Mas, disseram os observadores, os tropos coloniais continuam em jogo.

“Algumas pessoas são da opinião de que os povos indígenas já tiveram vantagens e pagamentos governamentais suficientes, e ir mais longe é apenas uma espécie de exercício para nos fazer sentir culpados pelo sucesso deste país”, disse Mark Kenny, comentarista político e professor da Universidade Nacional Australiana. “Esta é uma mensagem muito poderosa que parece ressoar em várias pessoas.”

Outro obstáculo, disse Kenny, é uma população que geralmente é avessa a mudanças constitucionais. Apenas oito dos 44 referendos constitucionais na história australiana foram bem-sucedidos. A mais recente, sobre a possibilidade de acabar com o domínio simbólico da monarquia britânica, foi derrotada em 1999.

Recentemente, enquanto Jim Durkin, 63 anos, distribuía panfletos em apoio ao Voice no subúrbio de Melbourne, ele se preocupou com os efeitos da desinformação na campanha. “Se as pessoas estão divididas, a opção mais fácil é ‘não’”, disse ele.

A campanha do “Sim” tem sido criticada por ser lenta na mobilização e resposta aos ataques dos oponentes, por conduzir uma campanha pouco inspiradora e por cortejar o apoio de celebridades – incluindo, estranhamente, Shaquille O’Neal. Mas espera galvanizar o apoio nas próximas semanas com os seus 28 mil voluntários batendo de porta em porta.

Em Albury, uma cidade rural a meio caminho entre Sydney e Melbourne, os voluntários encontraram esperança e desânimo.

Em uma casa, Jane Richardson, 43 anos, disse que apoiava de todo o coração o Voice. Ela disse compreender a “cultura histórica de exclusão” à qual o povo aborígine foi submetido e, como mulher chinesa australiana, acredita fortemente na justiça racial. Mas ela disse que levou algum tempo para convencer o marido, que nunca havia realmente questionado o estereótipo dos povos indígenas, a fazer o mesmo.

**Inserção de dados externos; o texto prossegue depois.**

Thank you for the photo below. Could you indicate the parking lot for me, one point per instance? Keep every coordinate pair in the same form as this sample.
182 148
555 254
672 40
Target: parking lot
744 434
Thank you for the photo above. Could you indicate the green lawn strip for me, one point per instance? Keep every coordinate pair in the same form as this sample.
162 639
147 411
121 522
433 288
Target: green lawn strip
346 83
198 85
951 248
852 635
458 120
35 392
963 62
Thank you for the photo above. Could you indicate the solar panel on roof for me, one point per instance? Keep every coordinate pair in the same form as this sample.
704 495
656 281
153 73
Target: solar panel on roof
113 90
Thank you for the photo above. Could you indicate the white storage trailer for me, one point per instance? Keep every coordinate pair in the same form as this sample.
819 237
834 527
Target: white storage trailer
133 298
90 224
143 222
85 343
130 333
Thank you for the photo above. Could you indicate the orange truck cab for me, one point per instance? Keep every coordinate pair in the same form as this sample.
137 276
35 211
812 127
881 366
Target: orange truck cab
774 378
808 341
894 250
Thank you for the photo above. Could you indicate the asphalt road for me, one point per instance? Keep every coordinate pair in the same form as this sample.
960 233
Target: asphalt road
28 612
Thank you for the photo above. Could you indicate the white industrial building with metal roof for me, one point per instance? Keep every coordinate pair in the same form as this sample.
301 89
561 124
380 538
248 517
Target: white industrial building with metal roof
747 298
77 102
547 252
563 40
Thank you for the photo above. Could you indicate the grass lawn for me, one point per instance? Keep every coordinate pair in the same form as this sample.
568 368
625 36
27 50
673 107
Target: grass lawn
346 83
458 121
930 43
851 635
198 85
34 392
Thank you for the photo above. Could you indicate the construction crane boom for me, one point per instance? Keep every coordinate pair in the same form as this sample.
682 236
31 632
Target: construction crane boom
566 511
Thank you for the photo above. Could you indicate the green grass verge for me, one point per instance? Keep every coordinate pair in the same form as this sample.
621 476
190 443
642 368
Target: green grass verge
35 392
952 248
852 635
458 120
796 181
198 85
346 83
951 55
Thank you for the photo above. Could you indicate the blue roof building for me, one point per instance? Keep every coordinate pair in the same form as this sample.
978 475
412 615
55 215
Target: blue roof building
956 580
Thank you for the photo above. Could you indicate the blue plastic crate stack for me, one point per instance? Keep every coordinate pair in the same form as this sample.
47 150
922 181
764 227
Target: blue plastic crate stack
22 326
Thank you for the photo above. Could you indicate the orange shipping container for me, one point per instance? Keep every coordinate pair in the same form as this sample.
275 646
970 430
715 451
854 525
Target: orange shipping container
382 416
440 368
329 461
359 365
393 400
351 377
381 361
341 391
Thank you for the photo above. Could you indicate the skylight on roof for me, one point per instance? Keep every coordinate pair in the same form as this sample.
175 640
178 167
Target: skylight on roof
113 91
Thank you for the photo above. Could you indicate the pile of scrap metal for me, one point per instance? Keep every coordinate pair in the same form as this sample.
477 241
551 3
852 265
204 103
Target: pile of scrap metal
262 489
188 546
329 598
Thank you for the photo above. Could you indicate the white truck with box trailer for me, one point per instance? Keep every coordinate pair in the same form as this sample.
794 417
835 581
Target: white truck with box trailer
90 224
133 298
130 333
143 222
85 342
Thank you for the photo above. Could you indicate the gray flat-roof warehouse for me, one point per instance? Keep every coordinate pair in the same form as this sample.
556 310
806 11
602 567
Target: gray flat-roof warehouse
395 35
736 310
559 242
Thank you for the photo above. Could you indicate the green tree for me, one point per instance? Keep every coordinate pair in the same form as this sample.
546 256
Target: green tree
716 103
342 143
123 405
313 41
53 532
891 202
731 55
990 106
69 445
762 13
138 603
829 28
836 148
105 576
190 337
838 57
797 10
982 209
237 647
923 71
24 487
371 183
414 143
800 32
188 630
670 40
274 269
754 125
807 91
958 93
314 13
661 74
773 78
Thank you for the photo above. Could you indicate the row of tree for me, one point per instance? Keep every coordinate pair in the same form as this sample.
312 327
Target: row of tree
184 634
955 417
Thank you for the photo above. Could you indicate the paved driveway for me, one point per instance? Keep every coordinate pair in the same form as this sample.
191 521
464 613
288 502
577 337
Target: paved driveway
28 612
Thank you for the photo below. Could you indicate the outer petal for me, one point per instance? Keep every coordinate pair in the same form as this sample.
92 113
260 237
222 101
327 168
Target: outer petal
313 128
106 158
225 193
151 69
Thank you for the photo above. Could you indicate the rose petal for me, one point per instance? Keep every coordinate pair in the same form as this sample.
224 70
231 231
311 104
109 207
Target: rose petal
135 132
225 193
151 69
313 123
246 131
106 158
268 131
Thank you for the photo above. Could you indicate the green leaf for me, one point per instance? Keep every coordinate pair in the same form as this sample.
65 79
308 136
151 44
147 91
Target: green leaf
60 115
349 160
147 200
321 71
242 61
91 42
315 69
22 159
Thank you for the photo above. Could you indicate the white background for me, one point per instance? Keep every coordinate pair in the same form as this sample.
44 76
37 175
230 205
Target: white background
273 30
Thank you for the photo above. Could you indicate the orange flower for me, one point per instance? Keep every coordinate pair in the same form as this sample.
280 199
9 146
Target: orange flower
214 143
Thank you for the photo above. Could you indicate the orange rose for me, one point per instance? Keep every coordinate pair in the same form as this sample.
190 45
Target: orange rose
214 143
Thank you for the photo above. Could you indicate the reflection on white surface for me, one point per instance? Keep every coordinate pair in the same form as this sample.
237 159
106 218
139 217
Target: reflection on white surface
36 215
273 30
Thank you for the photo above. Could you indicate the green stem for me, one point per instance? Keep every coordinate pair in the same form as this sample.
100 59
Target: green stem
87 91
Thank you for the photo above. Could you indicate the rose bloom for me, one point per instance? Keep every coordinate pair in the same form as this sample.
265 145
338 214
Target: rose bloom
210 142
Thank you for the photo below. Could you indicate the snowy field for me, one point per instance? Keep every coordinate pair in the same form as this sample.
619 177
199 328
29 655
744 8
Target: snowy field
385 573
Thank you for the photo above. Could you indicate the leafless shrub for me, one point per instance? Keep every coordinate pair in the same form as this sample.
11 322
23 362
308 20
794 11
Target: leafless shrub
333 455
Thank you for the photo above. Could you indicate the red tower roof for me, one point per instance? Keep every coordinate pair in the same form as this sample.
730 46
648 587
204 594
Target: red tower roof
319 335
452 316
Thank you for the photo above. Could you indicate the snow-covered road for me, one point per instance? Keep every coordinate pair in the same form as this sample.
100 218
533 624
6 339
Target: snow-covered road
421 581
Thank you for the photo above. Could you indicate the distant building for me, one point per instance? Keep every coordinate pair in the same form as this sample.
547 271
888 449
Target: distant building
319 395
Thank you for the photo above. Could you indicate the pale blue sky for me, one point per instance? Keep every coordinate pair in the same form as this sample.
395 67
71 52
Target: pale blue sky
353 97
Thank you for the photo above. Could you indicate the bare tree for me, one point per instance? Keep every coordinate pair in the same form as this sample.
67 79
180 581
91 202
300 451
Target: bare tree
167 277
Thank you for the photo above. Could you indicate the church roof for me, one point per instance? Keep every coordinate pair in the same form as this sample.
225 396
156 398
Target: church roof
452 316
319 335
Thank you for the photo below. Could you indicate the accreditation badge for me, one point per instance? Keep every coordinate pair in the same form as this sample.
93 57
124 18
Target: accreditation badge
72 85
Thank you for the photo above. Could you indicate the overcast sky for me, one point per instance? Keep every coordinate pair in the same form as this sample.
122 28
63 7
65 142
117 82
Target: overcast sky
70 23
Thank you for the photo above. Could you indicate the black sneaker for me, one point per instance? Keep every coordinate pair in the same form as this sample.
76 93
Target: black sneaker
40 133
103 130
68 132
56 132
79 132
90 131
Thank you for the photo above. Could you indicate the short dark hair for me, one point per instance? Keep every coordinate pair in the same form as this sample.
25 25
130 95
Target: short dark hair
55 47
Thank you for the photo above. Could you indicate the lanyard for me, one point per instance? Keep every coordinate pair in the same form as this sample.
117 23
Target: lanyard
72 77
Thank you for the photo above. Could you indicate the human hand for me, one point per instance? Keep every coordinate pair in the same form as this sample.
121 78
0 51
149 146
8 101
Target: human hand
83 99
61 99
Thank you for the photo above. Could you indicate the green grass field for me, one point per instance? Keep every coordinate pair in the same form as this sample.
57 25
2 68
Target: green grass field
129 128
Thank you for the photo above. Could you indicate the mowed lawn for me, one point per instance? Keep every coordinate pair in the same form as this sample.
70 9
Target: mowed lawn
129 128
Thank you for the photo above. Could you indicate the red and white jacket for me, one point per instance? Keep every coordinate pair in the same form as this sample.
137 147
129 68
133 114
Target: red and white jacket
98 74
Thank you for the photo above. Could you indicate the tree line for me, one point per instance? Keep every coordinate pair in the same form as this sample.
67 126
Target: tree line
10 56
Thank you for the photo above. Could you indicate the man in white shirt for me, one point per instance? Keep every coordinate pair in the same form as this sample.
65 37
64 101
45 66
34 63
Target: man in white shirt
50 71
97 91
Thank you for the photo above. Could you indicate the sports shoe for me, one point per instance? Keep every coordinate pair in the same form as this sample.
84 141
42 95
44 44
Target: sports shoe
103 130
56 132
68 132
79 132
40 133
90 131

A resistência veemente veio de moradores preocupados com o que perderiam, disse Liz Quinn, uma voluntária. Vários tinham a impressão de que as suas terras seriam confiscadas se a votação fosse bem-sucedida, disse ela.

Esses equívocos foram o resultado de assobios racistas de cães e táticas de intimidação que têm sido usadas há décadas para impedir o progresso nas questões aborígines, sugerindo que lidar com as injustiças coloniais exigiria um sacrifício do resto do país, disse Baldwin-Roberts, a representante aborígine. ativista, que pressiona pelo voto “Sim”, mas não é afiliado à campanha oficial.

“Este debate lançou uma bomba nas relações raciais neste país e isso irá repercutir nos próximos anos”, disse ela.